Now to get the various parts of that we’d need to do some work in PostGIS:
WITH aoi as
(SELECT ST_SetSRID(ST_Buffer(ST_Point(3.49367,51.44540),0.1),4326) as geom)
SELECT
event_time,
mmsi,
position
FROM ais.pos_reports, aoi
WHERE event_time > '2022-01-01'
AND event_time < '2022-01-01'::timestamp with time zone + interval '5 min'
AND ST_Within(position, aoi.geom)
The above will return a list of AIS position reports that fall within the AOI (a point with a 0.1 degree buffer around it).

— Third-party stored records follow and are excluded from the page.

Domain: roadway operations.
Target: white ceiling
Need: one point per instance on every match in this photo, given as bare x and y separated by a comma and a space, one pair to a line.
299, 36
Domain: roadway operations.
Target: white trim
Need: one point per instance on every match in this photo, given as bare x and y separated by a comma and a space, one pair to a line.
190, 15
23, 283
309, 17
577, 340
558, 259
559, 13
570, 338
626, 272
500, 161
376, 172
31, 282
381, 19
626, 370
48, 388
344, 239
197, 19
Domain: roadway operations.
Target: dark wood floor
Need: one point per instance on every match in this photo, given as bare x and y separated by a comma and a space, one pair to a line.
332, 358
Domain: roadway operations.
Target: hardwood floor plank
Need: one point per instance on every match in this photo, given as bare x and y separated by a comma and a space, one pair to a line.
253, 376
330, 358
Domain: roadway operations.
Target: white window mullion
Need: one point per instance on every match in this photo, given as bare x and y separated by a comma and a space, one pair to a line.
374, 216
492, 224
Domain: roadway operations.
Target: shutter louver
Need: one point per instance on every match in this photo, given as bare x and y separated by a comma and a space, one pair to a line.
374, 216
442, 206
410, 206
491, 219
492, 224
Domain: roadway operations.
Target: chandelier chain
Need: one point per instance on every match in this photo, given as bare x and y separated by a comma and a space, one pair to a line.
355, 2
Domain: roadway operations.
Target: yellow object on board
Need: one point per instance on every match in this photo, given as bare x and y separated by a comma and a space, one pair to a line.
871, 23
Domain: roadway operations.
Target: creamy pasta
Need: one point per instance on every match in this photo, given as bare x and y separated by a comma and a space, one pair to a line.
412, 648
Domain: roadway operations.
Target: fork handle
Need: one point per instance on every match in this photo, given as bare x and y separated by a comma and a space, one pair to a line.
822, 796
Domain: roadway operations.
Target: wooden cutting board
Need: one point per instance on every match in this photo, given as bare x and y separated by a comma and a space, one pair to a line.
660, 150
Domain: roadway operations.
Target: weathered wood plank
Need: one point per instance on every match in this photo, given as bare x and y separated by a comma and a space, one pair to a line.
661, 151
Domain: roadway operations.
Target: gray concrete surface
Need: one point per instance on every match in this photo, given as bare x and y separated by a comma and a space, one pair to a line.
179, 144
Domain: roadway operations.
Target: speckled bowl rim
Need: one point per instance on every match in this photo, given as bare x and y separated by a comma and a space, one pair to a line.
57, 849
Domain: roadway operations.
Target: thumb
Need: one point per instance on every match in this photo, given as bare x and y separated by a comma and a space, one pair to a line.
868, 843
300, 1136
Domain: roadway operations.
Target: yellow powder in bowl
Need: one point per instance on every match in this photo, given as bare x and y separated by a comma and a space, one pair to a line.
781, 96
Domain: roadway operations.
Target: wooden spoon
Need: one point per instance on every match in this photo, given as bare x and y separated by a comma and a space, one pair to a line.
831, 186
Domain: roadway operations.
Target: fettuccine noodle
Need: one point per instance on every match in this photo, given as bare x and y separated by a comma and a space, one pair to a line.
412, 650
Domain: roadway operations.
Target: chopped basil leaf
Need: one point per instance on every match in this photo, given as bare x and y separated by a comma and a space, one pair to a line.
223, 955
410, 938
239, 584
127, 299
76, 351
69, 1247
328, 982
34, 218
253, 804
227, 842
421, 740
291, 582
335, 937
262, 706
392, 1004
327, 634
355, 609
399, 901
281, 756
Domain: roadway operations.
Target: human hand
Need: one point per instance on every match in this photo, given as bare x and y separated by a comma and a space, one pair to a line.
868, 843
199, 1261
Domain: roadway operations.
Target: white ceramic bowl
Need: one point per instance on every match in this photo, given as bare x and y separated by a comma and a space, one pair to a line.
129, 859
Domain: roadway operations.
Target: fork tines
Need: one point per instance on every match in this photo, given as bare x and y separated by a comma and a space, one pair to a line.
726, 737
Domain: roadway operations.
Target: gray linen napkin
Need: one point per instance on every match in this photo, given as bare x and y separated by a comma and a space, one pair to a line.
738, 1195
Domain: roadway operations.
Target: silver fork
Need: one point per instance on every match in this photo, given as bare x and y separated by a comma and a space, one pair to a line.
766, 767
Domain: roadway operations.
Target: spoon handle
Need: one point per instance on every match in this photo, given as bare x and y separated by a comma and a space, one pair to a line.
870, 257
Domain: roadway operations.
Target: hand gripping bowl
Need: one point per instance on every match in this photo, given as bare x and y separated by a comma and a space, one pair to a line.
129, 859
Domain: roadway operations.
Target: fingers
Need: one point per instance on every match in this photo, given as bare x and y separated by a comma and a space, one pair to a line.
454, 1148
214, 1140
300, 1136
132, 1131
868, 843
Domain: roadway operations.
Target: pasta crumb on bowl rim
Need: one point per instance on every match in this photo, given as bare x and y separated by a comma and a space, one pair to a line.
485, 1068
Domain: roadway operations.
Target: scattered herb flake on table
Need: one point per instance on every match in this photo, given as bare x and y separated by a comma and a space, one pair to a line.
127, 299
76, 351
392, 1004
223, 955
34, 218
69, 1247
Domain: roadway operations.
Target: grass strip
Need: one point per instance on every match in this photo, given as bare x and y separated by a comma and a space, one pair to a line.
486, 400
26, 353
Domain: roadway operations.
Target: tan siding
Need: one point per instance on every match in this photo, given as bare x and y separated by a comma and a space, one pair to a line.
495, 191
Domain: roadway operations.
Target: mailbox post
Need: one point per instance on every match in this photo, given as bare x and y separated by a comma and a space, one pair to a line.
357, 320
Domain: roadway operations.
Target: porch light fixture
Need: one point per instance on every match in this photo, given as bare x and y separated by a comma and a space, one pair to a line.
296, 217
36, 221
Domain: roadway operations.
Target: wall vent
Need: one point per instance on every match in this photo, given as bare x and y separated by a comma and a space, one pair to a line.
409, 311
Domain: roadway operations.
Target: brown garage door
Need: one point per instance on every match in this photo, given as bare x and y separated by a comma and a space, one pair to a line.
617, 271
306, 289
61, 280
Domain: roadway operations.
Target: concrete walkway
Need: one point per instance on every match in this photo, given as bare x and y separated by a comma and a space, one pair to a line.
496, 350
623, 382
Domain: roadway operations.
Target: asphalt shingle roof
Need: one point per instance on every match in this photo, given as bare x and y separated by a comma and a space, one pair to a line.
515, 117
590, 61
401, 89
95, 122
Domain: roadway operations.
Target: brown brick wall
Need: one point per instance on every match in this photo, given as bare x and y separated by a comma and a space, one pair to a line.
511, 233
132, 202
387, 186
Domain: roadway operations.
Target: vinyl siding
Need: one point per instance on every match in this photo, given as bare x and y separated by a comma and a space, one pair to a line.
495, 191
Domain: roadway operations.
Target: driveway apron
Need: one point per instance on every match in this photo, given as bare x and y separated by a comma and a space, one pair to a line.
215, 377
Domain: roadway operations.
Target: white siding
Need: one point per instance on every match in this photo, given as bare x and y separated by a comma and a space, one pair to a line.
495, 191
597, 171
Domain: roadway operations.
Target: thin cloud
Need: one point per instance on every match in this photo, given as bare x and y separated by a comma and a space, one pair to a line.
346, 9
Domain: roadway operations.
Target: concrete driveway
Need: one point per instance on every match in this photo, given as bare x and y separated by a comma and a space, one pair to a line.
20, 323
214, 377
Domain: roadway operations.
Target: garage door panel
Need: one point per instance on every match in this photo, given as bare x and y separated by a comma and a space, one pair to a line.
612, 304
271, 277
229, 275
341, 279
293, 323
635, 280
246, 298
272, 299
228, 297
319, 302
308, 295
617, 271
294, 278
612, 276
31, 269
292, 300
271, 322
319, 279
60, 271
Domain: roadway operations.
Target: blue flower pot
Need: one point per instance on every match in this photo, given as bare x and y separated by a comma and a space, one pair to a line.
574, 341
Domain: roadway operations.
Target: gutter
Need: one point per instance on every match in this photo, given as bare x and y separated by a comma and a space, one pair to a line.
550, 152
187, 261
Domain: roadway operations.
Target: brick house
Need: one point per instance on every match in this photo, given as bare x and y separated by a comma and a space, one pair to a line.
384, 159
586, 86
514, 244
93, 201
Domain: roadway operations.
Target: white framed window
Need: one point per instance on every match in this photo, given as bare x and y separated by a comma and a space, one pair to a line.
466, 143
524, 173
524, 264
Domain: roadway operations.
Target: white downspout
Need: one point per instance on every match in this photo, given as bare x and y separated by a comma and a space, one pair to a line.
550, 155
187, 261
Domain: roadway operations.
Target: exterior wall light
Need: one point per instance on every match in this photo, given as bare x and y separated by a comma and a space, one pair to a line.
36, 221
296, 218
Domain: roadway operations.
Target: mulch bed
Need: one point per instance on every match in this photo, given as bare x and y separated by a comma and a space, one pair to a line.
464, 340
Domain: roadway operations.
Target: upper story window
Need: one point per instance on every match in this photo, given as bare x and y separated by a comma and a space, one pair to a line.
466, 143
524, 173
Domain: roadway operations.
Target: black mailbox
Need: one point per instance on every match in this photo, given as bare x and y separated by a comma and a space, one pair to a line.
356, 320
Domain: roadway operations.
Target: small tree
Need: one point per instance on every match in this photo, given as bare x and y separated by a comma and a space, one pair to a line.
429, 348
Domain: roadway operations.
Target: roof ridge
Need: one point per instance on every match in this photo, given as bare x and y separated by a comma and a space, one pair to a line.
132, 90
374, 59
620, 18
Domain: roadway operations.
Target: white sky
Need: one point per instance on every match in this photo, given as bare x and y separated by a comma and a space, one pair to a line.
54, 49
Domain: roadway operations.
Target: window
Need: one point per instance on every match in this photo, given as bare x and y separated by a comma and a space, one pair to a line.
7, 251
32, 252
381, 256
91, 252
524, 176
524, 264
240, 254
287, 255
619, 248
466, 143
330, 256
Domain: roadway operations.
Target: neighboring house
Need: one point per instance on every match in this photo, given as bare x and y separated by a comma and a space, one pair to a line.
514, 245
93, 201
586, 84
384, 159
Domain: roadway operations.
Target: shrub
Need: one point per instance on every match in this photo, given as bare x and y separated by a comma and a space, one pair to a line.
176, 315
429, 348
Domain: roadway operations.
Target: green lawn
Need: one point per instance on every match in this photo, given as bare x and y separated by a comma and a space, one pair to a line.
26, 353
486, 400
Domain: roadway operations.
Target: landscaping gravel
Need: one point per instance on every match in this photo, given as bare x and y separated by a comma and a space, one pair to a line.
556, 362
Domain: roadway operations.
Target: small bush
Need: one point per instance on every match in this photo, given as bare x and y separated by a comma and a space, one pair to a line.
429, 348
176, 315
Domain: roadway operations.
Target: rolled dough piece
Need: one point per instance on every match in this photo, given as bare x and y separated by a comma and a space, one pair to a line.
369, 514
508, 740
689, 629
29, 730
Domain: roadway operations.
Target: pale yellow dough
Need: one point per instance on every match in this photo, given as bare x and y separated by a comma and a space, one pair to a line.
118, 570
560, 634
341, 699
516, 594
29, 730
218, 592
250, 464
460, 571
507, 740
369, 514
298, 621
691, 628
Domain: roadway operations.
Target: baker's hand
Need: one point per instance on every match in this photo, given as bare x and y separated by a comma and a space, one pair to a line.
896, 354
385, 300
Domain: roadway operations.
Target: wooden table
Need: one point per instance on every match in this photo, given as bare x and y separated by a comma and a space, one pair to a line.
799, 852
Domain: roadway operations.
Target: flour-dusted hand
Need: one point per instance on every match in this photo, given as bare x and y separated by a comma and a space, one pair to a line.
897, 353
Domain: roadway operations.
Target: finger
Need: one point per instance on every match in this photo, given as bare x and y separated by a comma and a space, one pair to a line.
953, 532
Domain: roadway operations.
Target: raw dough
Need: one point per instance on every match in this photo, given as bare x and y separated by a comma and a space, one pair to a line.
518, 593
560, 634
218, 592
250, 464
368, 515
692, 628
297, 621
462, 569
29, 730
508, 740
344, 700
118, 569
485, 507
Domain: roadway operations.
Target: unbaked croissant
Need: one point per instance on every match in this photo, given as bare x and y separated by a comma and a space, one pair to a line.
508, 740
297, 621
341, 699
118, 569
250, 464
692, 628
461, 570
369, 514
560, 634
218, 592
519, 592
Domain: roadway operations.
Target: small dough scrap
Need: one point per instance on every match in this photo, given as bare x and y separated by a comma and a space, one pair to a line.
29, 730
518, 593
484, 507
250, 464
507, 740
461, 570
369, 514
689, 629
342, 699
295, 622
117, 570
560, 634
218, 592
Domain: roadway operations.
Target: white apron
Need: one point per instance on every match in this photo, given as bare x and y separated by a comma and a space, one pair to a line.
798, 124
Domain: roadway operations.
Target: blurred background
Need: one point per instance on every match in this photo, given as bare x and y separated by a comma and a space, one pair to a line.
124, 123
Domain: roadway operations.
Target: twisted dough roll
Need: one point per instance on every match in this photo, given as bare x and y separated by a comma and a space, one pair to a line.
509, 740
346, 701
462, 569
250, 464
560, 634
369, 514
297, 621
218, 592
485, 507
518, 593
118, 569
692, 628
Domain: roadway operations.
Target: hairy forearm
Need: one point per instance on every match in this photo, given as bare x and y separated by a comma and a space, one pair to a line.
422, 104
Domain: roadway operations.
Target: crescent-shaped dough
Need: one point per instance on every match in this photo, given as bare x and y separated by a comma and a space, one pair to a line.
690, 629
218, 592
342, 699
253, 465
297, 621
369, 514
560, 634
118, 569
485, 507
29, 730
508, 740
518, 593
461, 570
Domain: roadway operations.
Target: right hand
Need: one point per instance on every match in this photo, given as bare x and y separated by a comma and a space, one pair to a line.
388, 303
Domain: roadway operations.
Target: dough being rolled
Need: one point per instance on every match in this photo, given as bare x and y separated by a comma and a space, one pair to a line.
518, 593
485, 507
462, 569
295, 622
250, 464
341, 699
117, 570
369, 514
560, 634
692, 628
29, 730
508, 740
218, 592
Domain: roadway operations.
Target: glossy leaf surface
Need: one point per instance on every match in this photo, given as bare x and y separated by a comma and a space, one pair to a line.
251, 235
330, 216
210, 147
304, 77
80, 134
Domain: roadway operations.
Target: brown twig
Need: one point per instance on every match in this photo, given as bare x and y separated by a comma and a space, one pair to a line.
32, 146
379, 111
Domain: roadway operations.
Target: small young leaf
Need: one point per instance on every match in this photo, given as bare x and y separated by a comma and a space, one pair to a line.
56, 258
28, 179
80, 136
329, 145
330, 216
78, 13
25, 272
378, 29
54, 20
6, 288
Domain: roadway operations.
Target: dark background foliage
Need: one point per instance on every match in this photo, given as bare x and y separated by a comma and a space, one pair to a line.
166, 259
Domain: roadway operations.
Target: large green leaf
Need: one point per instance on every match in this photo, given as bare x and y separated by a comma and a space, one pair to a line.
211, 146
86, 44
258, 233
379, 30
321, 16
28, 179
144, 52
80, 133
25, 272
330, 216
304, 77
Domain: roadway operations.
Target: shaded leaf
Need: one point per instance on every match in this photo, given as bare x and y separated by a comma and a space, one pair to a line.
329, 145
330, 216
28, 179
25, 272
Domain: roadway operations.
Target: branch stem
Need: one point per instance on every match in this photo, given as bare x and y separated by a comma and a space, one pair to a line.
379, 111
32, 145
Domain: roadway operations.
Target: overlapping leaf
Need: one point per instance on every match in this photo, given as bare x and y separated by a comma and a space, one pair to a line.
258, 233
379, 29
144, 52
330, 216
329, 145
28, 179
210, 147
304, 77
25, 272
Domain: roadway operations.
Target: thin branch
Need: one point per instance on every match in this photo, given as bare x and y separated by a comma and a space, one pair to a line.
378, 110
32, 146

To get the time delta and the portion of the segment within the AOI you could use a window function:
WITH
-- Create Area of Interest from point and buffer
aoi as
(SELECT ST_SetSRID(ST_Buffer(ST_Point(3.38986,51.47482),0.1),4326) as geom),
-- Find Vessels of Interest that are close to AOI
voi as
(SELECT
mmsi,
date_part('epoch'::text, (lead(ais.event_time) OVER time_order - ais.event_time)) AS delta_secs,
position as pos1,
lead(ais."position") OVER time_order AS pos2
FROM ais.pos_reports as ais, aoi
WHERE event_time > '2022-01-01 10:00:00'
AND event_time < '2022-01-01 10:00:00'::timestamp with time zone + interval '15 min'
AND ST_Within(position, ST_Buffer(aoi.geom,0.2))
WINDOW time_order AS (PARTITION BY ais.mmsi ORDER BY ais.event_time)
)
-- Find segments where the start or end point are inside the AOI
SELECT
mmsi,
delta_secs,
st_makeline(voi.pos1, voi.pos2) AS segment_geom,
ST_AsText(st_makeline(voi.pos1, voi.pos2)) AS segment_WKT,
st_distance(voi.pos1, voi.pos2) AS segment_length
FROM voi, aoi
WHERE ST_Within(pos1, aoi.geom) OR ST_Within(pos2, aoi.geom)
AND delta_secs > 0
Plotting the returns in QGIS provides the following: Where the dashed line is the Area of Interest (It’s a little distorted due to poor projection choices) and the vessel segments are coloured by MMSI and have a marker at the start and end of each segment.
The data looks like:
Some work can be done to fix up the projection, pick more sensible buffer areas and rerun this for multiple buffer sizes in order to get a better estimate for \(p(distance) \).